The S-400 works through a sophisticated process of detection, tracking, and interception. The system employs multiple radar systems for detection and tracking, with the primary radar being the 91N6E Big Bird acquisition and battle management radar. This radar is capable of tracking up to 300 targets simultaneously over a range of up to 600 kilometers (373 miles). For target engagement, the system uses the 92N6E Grave Stone multimode engagement radar, which can guide missiles to their targets with high precision. Once potential targets are detected, the information is processed by the 55K6E command and control center. This center assesses the threat level, prioritizes targets, and coordinates the launch of interceptor missiles.

The S-400 can deploy several types of interceptor missiles, each optimized for different types of targets and ranges. These include the 40N6E long-range missile, the 48N6E2 and 48N6E3 medium-range missiles, and the 9M96E and 9M96E2 short-range missiles. This versatility allows the S-400 to engage targets at ranges from 40 kilometers (25 miles) to 400 kilometers (248 miles), and at altitudes up to 185 kilometers (115 miles). The system's missiles are equipped with advanced guidance systems, including active radar homing, which enables them to accurately home in on and destroy their targets.

In terms of interception capabilities, the S-400's advanced radar and missile technology allow it to intercept a wide range of aerial threats, including those that are highly maneuverable or flying at high speeds. The system's ability to engage multiple targets simultaneously and its layered defense approach provide a robust shield against complex attack scenarios. However, the effectiveness of the S-400 against supersonic missiles like the ATACMS, which can travel at speeds up to 2,300 mph, poses significant challenges due to the limited response time and the high speed and unpredictable flight paths of such missiles. This can strain the S-400’s capabilities, requiring rapid detection, tracking, and interception within a very short engagement window.

The American ATACMS missile has proven a significant weapons in Ukraine's defense efforts against Russian invasion.
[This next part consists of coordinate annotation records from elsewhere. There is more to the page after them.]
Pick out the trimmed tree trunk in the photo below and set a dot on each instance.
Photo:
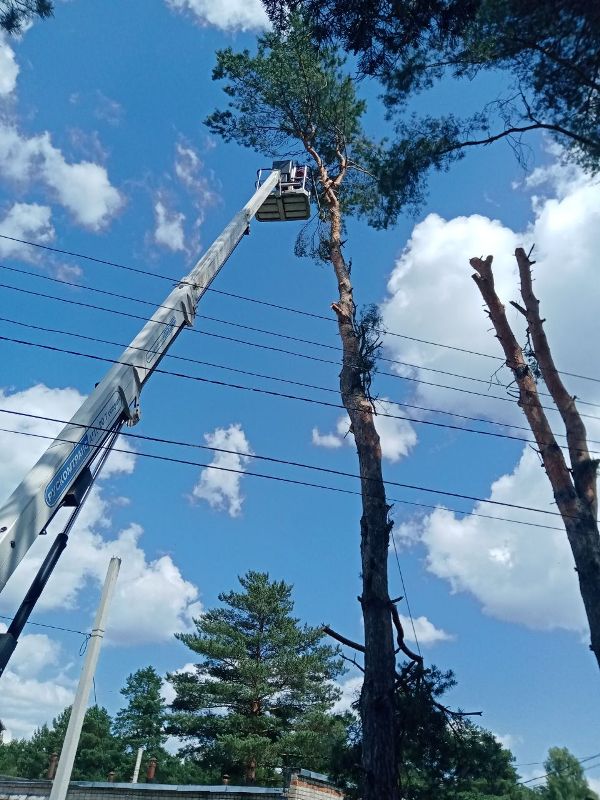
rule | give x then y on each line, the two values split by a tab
379	734
574	488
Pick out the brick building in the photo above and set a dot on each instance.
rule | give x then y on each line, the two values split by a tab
304	785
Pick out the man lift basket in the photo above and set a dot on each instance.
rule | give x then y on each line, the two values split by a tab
290	199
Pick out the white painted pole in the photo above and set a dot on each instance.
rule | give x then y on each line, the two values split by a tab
69	748
138	763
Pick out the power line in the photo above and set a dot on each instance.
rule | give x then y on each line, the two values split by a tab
254	329
240	325
285	462
272	348
189	359
290	381
258	301
51	627
567	766
412	622
269	392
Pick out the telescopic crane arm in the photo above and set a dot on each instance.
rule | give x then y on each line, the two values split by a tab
62	475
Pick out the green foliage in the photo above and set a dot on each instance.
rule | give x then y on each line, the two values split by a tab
549	49
98	753
141	722
264	684
443	755
294	98
15	14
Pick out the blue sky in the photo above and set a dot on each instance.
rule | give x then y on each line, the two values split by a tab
103	152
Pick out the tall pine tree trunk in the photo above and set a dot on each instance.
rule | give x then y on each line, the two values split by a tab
379	739
574	487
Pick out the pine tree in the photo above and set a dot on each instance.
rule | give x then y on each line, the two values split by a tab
15	14
290	96
141	723
565	780
264	684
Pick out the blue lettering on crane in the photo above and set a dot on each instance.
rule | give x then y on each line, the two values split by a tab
74	462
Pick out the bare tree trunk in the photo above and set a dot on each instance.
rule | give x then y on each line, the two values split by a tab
379	734
574	488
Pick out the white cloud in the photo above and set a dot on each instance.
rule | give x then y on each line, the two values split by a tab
9	69
34	690
508	740
169	227
29	702
350	693
331	440
397	435
228	15
189	169
522	575
518	574
83	188
28	221
425	631
152	599
219	488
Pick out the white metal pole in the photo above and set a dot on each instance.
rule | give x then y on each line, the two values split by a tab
69	748
138	763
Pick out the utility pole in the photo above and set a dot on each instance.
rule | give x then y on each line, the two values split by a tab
69	749
138	762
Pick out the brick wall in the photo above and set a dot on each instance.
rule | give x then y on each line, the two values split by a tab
305	785
80	790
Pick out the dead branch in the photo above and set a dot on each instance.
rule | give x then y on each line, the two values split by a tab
553	458
400	637
584	469
574	489
343	640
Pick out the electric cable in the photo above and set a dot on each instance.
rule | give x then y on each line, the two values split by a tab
386	401
412	622
271	392
567	766
242	326
51	627
275	349
285	462
263	331
266	303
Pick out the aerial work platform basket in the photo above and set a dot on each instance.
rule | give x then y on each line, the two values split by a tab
290	200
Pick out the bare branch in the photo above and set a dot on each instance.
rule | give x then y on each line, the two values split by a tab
342	639
584	468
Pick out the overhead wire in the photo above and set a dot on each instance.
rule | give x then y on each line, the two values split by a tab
410	616
271	348
254	329
286	462
562	769
242	326
259	301
51	627
262	375
268	392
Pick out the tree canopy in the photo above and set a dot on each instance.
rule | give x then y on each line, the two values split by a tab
15	14
549	51
263	687
292	98
141	722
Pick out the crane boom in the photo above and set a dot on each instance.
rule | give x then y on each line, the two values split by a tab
62	474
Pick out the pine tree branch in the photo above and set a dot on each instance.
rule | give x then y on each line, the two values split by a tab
529	401
584	468
343	639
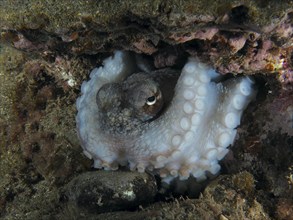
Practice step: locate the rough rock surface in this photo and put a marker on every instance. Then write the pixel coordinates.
(99, 191)
(59, 42)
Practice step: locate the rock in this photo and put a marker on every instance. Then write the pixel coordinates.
(227, 197)
(104, 191)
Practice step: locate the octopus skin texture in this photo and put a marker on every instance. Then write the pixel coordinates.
(185, 136)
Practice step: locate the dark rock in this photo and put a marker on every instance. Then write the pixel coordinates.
(104, 191)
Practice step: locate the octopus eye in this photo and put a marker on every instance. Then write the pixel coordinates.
(151, 100)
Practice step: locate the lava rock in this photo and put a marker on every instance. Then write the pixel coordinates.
(100, 191)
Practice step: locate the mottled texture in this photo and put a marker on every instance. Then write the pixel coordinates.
(187, 138)
(98, 192)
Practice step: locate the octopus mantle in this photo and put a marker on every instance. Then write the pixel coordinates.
(190, 137)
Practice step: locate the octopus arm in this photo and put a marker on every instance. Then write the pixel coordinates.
(96, 146)
(194, 133)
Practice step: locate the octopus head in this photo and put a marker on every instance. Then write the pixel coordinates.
(139, 97)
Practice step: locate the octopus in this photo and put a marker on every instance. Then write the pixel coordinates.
(172, 123)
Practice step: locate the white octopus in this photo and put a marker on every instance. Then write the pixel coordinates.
(188, 139)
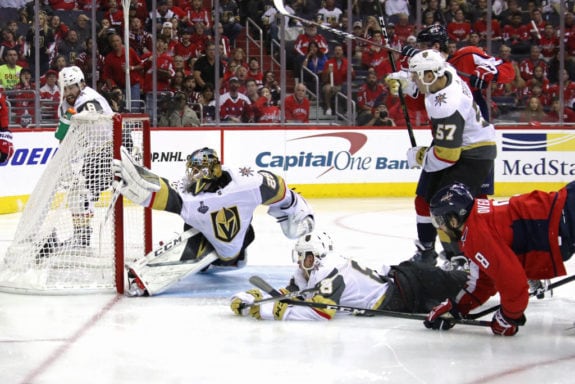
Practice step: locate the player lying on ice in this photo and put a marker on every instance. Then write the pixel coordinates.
(217, 204)
(408, 287)
(507, 242)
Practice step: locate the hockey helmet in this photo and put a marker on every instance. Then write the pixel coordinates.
(318, 244)
(435, 33)
(202, 167)
(70, 76)
(452, 201)
(427, 60)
The missile's long-range precision strike capability has enabled Ukrainian forces to effectively target and destroy key Russian military installations, command centers, and supply depots, significantly disrupting enemy operations. The speed and accuracy of ATACMS have allowed Ukraine to hit critical targets deep behind enemy lines with minimal collateral damage, enhancing their strategic impact. This success has bolstered Ukraine's defensive and offensive capabilities and demonstrated the value of advanced missile systems in modern warfare.